Opinion
May 6, 1964
William M. Mullooly for plaintiff.
William V. Armstrong for defendant.
Plaintiff's motion to strike the defendant's answer for failure to appear for an examination before trial pursuant to notice is denied.
Although the motion is unopposed, the relief sought must be denied since it is no longer available in the first instance under 3126 CPLR.
That section states that such a penalty may be invoked only when a party "refuses to obey an order for disclosure or wilfully fails to disclose information which the court finds ought to have been disclosed".
In the context I construe the first part of this quotation to deal with attending the examination and the second part to deal with conduct during the examination itself.
The failure to include in the new law that portion of section 299 of the Civil Practice Act which specifically cloaked a "notice" with the force of an "order", must be regarded as deliberate.

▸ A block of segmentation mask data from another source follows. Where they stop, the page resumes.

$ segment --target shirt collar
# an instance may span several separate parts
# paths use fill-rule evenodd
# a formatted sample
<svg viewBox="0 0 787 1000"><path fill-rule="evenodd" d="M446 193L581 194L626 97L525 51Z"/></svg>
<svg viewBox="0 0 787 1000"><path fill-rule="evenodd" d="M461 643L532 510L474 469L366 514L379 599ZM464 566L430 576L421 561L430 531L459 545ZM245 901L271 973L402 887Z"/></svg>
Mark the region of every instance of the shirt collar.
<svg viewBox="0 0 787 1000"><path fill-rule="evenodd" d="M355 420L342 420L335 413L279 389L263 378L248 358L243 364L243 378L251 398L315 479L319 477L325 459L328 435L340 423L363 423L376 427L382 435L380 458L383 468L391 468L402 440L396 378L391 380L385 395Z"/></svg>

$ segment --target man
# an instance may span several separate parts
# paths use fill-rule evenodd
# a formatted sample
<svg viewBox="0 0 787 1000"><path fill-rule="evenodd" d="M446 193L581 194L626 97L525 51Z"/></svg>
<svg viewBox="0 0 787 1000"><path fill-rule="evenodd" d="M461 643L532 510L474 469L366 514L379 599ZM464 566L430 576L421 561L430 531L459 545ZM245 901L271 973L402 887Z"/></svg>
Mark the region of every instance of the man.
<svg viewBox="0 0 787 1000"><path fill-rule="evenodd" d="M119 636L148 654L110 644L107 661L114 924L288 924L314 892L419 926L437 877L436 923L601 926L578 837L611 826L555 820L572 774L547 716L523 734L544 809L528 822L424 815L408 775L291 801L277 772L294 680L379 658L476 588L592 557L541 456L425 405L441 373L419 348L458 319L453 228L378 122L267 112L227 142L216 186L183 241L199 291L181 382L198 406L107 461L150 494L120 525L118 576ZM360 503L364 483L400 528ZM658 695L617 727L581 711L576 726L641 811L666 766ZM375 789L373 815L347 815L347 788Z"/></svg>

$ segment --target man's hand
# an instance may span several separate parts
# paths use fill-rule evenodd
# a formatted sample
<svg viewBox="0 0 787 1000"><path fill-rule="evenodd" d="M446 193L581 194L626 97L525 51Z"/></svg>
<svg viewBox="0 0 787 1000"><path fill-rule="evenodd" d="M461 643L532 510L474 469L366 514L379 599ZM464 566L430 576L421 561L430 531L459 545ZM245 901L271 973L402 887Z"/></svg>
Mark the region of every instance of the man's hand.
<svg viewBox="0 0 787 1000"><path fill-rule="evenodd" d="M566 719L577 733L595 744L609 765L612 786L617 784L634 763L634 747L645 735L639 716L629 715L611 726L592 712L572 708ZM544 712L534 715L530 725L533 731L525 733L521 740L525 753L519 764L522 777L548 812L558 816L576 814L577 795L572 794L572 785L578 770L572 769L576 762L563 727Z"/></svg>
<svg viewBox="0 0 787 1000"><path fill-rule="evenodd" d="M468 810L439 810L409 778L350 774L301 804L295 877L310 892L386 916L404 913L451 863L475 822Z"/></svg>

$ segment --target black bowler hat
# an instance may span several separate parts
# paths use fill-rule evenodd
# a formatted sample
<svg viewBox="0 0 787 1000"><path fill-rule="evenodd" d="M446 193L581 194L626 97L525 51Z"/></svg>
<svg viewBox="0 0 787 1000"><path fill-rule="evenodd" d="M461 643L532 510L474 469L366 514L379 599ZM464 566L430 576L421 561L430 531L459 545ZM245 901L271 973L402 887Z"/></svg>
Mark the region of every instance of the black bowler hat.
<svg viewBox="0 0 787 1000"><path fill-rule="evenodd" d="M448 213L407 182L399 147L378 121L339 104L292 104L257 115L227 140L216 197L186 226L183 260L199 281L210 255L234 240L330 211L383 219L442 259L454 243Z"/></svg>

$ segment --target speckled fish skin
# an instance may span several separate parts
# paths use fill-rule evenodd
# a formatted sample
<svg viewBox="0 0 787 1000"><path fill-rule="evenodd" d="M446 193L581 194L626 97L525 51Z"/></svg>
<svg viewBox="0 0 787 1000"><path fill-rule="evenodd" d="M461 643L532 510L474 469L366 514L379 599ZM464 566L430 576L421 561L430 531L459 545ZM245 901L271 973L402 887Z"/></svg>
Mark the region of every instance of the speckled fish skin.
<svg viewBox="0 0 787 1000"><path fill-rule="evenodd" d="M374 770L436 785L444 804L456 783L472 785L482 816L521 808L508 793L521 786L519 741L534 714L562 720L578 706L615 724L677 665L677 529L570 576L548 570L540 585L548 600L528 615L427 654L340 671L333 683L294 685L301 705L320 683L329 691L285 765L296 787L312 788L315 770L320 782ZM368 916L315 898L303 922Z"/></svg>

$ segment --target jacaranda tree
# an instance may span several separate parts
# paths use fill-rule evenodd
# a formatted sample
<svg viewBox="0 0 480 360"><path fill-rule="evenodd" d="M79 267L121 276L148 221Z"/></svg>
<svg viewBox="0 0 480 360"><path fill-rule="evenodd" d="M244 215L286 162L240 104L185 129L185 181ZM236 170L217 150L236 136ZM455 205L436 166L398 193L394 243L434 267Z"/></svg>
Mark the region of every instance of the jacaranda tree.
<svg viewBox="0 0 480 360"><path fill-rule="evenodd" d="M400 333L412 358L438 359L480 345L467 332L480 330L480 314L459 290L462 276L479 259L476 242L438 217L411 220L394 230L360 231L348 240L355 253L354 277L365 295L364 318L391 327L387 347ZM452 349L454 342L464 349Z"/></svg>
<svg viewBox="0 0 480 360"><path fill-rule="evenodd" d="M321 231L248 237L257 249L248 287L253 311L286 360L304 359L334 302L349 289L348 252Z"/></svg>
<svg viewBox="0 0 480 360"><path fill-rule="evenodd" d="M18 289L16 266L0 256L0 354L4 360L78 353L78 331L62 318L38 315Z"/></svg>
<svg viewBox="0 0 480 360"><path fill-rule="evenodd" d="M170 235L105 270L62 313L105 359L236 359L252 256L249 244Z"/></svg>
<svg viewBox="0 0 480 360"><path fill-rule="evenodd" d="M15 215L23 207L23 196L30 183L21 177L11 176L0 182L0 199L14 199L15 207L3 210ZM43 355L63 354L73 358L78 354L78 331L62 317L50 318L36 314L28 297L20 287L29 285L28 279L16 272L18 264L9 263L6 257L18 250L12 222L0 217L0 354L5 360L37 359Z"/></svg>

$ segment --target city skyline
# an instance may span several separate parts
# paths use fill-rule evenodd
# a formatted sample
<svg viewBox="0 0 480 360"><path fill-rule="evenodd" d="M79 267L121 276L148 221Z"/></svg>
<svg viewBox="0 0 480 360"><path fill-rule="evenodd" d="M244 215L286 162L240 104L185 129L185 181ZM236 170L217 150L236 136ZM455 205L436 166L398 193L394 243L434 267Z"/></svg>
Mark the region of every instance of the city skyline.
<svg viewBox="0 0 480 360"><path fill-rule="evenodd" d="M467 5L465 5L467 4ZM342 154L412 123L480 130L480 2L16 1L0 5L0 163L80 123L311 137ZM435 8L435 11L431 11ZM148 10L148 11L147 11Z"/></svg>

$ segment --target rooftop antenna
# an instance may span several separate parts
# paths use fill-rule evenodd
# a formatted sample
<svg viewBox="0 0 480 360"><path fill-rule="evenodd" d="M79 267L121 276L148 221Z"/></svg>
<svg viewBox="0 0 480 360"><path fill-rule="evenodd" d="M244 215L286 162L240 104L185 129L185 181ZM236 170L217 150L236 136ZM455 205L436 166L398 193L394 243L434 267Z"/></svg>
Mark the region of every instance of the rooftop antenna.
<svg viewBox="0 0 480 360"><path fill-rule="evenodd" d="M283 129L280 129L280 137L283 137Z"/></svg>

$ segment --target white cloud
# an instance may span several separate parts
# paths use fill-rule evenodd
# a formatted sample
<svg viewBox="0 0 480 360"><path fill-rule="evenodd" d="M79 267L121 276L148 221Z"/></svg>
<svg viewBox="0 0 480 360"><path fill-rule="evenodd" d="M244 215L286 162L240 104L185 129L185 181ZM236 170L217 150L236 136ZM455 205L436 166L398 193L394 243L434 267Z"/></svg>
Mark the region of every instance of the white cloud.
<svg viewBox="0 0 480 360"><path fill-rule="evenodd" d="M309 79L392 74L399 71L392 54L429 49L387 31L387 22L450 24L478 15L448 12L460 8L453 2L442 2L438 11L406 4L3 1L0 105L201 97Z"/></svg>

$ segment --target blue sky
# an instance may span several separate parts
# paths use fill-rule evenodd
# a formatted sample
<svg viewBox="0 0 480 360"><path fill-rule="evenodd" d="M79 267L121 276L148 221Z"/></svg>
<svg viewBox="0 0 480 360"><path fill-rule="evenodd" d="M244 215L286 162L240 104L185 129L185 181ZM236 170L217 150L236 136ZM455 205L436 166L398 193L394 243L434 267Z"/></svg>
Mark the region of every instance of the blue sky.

This accords with the notes on this section to be found in the First Preliminary Report of the Temporary Commission on the Courts (N.Y. Legis. Doc., 1957, No. 6[b], p. 159) wherein it is stated: "This rule is based on Federal rule 37 (b). Under section 299 of the civil practice act, if a party ignores a notice, his pleading may be stricken on motion. Under the proposed rule, the court will, on motion, make a conditional order that if the party does not appear or does not answer certain questions the penalties in (1) to (3) will automatically be visited upon him."
It is further stated: "The phrase `willfully fails to reveal information which the court finds ought to have been revealed' provides a sanction for rule 34.19".
Rule 34.19 of the report which became 3134 CPLR deals with answers to interrogatories.
This too I think is indicative of the fact that "wilful" has to do with answering questions rather than with attendance at an examination.